The PCL season opened officially on Tuesday, April 2 in San Francisco, Los Angeles and Sacramento, and by week’s end lowly rated Oakland had taken five games from the previous year’s pennant winning Seals to top to the standings. In Los Angeles, Sam Crawford exploded on the scene for the Angels, getting a couple of hits, stealing a base, and throwing out two runners in his first game. After the second week, both Oakland and Vernon had surged way out in front of the pack. San Francisco’s weak outfield manifested itself in the early going. Charley Graham bought long-time star outfielder Harl Maggert (.287 lifetime minor league average to go along with 516 stolen bases), who had become expendable when that club signed Sam Crawford, from the Angels. Maggert’s knees had been going for several seasons, but Graham thought there still remained some life in the old warhorse. As soon as he joined the Seals, Maggert twisted one his knees, and was sidelined for a week or so. To add to the Seal’s frustration, Roy Crohan— whom Graham had counted on to fill the shortstop position as he had in 1917— still had not shown up.
Yet, as soon as it looked the bleakest, the Seals righted themselves, and made a run on the league leading Salt Lake City Bees. Then, as quickly as they made their surge, the club took another dive, finishing up April once again at the bottom of the heap, though by then Crohan had joined the team.
The month of April ended with Vernon slipping past the Bees for first place by a single game.
During the first week of May, Oakland was hit by the first of many player defections. The already weakened Oakland Oaks lost their starting second baseman, Eddie Mensor, to a St. Helens, Oregon team in the Columbia-Willamette Shipbuilders’ League. Mensor had been one of the bright spots on the Oaks roster, hitting a solid .278 in a season dominated by pitchers.
The same week as Mensor jumped the Oaks, rumors spread throughout the league that several Coast League umpires were attempting to recruit players for defense industry companies in and around the Bay Area.

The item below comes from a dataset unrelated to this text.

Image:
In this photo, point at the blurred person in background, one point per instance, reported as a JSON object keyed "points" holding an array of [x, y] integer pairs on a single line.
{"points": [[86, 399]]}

But what was happening on the West Coast had been taking place all across the country. The Sporting News ran an editorial that same week denouncing Bethlehem Steel, which had begun recruiting players from professional baseball, including major leaguers, for its steel mill league in Pennsylvania. “It now appears,” went the Sporting News editorial, “this privately conducted organization, operated for the purpose of furnishing recreation and entertainment for steel mill workers…is invading the ranks of players [in Organized Baseball] under contract, and under various subterfuges, endeavoring to induce some of them to break their pledges and repudiate their signed agreements.” While the Sporting News only dealt with Bethlehem Steel, the editorial could just as well have been written about shipbuilders on the West Coast. Or industrial firms in the Midwest.

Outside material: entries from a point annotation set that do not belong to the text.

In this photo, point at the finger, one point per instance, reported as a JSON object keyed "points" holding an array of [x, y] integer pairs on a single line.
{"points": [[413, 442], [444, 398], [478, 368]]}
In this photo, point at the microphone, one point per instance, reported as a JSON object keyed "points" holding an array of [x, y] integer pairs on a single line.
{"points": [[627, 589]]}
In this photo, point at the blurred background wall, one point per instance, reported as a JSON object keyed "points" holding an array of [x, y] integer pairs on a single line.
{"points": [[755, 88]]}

In the second week of May, Salt Lake City jumped back in front of the Vernon Tigers by one game. While Salt Lake City had counted on its stellar pitching staff to take the club to the top, it was its heavy hitting that carried the day, at least in the early going. Three of their players topped the .300 mark, led by Larry Chappell at .372, and two others were just a notch below the .300 mark. Their pitching was hampered by the auto accident that sidelined the two pitchers, but one of those pitchers, Jean Dubuc, came back in late May, and ran off three straight wins. Veteran Walt Leverenz, who had pitched three seasons for the St. Louis Browns, topped the staff, and the league, with 6 wins.
The deeper into May the league got, the bleaker the future looked for the PCL. First, more players were notified that they were draft eligible, then Oakland got hit by three more players defecting to shipyard teams, and finally, Provost Marshall General Crowder issued his famous “Work or Fight” order, which made it harder for clubs to even fill gaps in their rosters from the ranks of sandloters. The order affected all men between the ages of 21 and 31, but it was commonly believed that the upper age limit would soon be raised to 40 years old.

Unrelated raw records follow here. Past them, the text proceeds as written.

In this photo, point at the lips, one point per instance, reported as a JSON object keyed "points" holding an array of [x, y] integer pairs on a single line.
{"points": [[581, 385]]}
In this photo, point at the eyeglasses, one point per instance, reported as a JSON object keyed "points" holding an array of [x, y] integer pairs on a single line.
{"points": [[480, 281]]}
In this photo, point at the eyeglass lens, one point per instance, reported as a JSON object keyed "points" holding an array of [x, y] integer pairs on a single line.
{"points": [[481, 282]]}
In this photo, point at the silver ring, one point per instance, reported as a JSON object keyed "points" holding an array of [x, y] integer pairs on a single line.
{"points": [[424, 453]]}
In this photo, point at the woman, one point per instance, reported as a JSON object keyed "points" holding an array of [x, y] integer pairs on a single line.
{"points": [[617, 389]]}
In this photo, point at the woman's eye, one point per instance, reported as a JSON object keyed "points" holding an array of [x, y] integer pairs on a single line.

With the war in full swing, many owners felt that attendance would dry up— just as it had during the last major conflict, the Spanish-American War— but PCL attendance held up surprising well early in the season, except at Rec Park in San Francisco, where a combination of bad weather and a bad ball club drove attendance way down.
Finishing up a full slate of doubleheaders on June 2, the league standings stood as follows:

Club W L Pct GB
Salt Lake City 32 26 .552 …
Los Angeles 34 28 .548 …
Sacramento 29 27 .518 2
Vernon 29 33 .468 5
San Francisco 29 33 .468 5
Oakland 27 33 .450 6

Los Angeles had slipped past Sacramento into second place by taking six out of eight contests from them, including a doubleheader sweep on June 2.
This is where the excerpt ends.